Algeria's authorities may believe that Europe's increasing dependence on Algerian oil and gas will reduce external pressure to both diversify its economy and respect human rights. But the Ukraine war has already prompted major policy shifts in Europe and will likely trigger more still.
- Andrew Farrand
While little is certain in this turbulent period, Algerian officials appear confident that the current geopolitical dynamics roiling Europe will benefit their fiscal situation, and thus their capacity to maintain strict control at home. The regime's stability has been in question of late. In 2019, Algerians protested en masse against increasingly flagrant corruption, shoddy public service delivery and the long-entrenched elites' staunch refusal to enact reforms or share power. Thanks to the pandemic and a severe crackdown that has seen hundreds of activists, journalists and civic leaders unjustly imprisoned, the protest movement, known as the Hirak, ceased street demonstrations last year. The popular frustrations that sparked it, however, remain.

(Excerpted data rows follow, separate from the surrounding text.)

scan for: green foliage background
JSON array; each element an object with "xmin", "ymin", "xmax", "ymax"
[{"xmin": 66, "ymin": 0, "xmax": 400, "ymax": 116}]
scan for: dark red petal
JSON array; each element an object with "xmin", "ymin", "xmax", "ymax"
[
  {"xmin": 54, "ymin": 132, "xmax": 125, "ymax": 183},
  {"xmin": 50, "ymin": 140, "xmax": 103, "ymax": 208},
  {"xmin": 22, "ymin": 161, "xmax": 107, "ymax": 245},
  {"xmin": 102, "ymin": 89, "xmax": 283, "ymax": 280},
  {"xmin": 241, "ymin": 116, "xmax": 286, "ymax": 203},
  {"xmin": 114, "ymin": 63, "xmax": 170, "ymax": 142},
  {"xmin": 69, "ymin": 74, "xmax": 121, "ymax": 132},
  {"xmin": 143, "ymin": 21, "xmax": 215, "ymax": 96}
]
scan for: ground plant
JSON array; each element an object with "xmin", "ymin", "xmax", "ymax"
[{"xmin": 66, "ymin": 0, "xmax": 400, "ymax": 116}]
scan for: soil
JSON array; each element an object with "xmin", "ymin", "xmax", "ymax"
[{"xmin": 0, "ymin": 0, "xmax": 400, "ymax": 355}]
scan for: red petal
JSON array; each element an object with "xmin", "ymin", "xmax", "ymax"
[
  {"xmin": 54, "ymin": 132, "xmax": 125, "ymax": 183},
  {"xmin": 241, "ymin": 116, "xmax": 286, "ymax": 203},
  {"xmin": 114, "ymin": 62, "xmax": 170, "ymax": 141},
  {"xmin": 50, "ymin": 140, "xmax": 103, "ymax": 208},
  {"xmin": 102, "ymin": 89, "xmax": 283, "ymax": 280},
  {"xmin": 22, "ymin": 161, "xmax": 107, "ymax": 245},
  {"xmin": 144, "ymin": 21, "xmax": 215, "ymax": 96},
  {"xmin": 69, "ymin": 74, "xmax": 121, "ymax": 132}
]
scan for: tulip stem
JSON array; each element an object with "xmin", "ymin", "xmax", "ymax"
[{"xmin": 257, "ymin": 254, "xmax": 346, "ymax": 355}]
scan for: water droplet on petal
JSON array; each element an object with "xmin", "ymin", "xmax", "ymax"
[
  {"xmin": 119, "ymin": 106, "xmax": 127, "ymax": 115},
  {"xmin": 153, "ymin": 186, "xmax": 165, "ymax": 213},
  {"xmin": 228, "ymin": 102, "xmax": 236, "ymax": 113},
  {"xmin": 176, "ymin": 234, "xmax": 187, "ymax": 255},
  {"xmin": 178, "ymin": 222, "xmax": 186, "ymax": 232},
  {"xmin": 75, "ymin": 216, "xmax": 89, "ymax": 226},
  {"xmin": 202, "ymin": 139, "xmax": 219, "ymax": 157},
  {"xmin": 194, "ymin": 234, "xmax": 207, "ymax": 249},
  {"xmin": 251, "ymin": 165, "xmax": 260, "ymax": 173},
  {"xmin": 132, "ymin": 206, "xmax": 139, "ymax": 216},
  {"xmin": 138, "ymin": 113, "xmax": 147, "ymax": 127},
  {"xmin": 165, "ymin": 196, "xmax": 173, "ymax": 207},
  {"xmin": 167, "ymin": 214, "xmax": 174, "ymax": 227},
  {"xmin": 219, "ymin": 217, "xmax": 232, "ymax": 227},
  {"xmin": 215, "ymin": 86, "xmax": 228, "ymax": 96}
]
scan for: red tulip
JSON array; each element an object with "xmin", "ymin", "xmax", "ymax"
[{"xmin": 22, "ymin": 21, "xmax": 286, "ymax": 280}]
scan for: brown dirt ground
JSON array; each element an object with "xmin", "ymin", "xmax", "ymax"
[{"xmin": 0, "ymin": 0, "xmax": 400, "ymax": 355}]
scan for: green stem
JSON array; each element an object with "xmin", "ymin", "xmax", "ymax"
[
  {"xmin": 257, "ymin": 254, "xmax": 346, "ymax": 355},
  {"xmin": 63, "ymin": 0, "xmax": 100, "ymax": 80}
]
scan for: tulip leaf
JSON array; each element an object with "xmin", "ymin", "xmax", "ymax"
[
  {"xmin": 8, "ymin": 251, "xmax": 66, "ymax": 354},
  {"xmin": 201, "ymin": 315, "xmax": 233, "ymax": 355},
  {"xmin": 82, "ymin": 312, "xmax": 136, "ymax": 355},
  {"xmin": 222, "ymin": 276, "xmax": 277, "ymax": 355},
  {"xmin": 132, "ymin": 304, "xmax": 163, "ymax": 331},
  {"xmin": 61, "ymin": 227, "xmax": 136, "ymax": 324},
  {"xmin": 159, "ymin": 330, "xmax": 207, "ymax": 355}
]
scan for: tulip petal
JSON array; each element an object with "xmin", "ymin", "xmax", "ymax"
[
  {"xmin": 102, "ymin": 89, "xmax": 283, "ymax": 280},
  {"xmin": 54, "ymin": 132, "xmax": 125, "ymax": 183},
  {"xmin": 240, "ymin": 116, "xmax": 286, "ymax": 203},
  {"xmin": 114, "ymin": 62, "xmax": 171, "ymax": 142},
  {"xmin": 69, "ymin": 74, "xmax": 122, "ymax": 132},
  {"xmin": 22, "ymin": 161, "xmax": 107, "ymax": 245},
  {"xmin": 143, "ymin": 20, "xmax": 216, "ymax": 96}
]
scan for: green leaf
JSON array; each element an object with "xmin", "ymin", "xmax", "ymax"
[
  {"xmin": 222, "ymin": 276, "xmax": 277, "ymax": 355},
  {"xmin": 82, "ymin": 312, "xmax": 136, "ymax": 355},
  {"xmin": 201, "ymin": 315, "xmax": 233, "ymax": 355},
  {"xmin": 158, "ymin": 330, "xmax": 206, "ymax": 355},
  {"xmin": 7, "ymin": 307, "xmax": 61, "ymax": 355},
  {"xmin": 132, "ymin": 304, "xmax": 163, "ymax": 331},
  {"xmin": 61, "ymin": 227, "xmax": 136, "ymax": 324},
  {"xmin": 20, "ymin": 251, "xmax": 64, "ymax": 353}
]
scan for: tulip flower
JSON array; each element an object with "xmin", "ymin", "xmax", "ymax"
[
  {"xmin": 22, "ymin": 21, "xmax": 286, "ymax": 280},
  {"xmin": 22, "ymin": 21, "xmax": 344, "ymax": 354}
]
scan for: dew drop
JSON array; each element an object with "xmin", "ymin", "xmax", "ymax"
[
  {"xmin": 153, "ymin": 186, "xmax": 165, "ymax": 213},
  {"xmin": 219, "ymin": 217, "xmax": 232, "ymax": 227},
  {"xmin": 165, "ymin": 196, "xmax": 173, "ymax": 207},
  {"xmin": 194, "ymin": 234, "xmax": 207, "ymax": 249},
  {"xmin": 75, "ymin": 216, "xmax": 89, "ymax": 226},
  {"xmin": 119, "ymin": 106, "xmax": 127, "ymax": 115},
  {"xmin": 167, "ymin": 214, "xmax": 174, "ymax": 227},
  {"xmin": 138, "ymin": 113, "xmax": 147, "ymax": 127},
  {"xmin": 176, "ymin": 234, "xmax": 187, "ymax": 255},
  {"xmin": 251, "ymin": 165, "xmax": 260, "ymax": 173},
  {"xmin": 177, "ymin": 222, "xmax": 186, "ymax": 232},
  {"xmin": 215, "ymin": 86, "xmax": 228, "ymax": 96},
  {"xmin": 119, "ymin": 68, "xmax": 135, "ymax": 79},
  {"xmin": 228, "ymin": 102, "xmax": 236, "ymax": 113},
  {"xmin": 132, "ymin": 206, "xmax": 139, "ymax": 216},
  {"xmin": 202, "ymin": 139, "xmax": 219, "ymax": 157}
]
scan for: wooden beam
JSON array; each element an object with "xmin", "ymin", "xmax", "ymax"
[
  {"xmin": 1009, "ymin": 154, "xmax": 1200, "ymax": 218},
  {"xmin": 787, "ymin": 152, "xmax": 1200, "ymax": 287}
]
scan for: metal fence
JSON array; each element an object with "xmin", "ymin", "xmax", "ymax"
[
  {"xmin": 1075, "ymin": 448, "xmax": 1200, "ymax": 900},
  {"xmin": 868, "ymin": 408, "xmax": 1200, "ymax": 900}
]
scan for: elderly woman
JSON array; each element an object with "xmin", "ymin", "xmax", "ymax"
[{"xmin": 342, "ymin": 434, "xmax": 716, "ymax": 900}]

In contrast to their short-term optimism, many of the dynamics unleashed by Russia's invasion of Ukraine may well weaken, not reinforce, the position of Algeria's ruling elites in the medium and long term. Despite newfound demand for energy supplies in Europe, Algeria's capacity to expand energy production is constrained by a legacy of underinvestment and mismanagement in the oil and gas sector. In January, officials announced a set of multiyear investments in energy infrastructure and extraction, but their impact won't be felt for years. One pillar of the government's efforts to expand domestic production is likely to be shale fracking, which sparked major protests when attempted previously in 2015 and 2020, forcing authorities to shelve the projects. Expect local communities concerned about water supplies, which are already threatened by drought and desertification, to mobilize against fracking projects again.
Even if Algeria does manage to expand its energy production, there is no guarantee that exports will increase apace, as the country is obliged first to satisfy domestic demand, which has surged in recent years and will likely grow further. Government plans to satisfy some domestic demand through renewable energy are in their infancy and advancing slowly. More importantly, the continued focus on energy exports at the expense of other sectors will only further entrench Algeria's dangerous overreliance on hydrocarbons, leaving it vulnerable to future market swings and ill-placed to overcome other shocks, whether political, climate-induced or otherwise.
Finally, the authorities in Algiers may believe that Europe's increasing dependence on Algerian oil and gas will reduce external pressure to both diversify Algeria's economy and respect human rights. But the Ukraine crisis has already prompted major policy shifts in Europe and will likely trigger more still. In the energy sector, a redoubled campaign to embrace renewable energy across Europe and reduce reliance on authoritarian regimes like Russia's looks likely. The European Union may well conclude that appeasing illiberal governments is no longer worth the price in any sector, and adopt a less transactional, more principled approach to its foreign policy. Such a shift would surely complicate relations with Algeria's rulers, sensitive as they are to perceived affronts to their sovereignty. But it might just herald a new chapter in relations between Algerians and the wider world.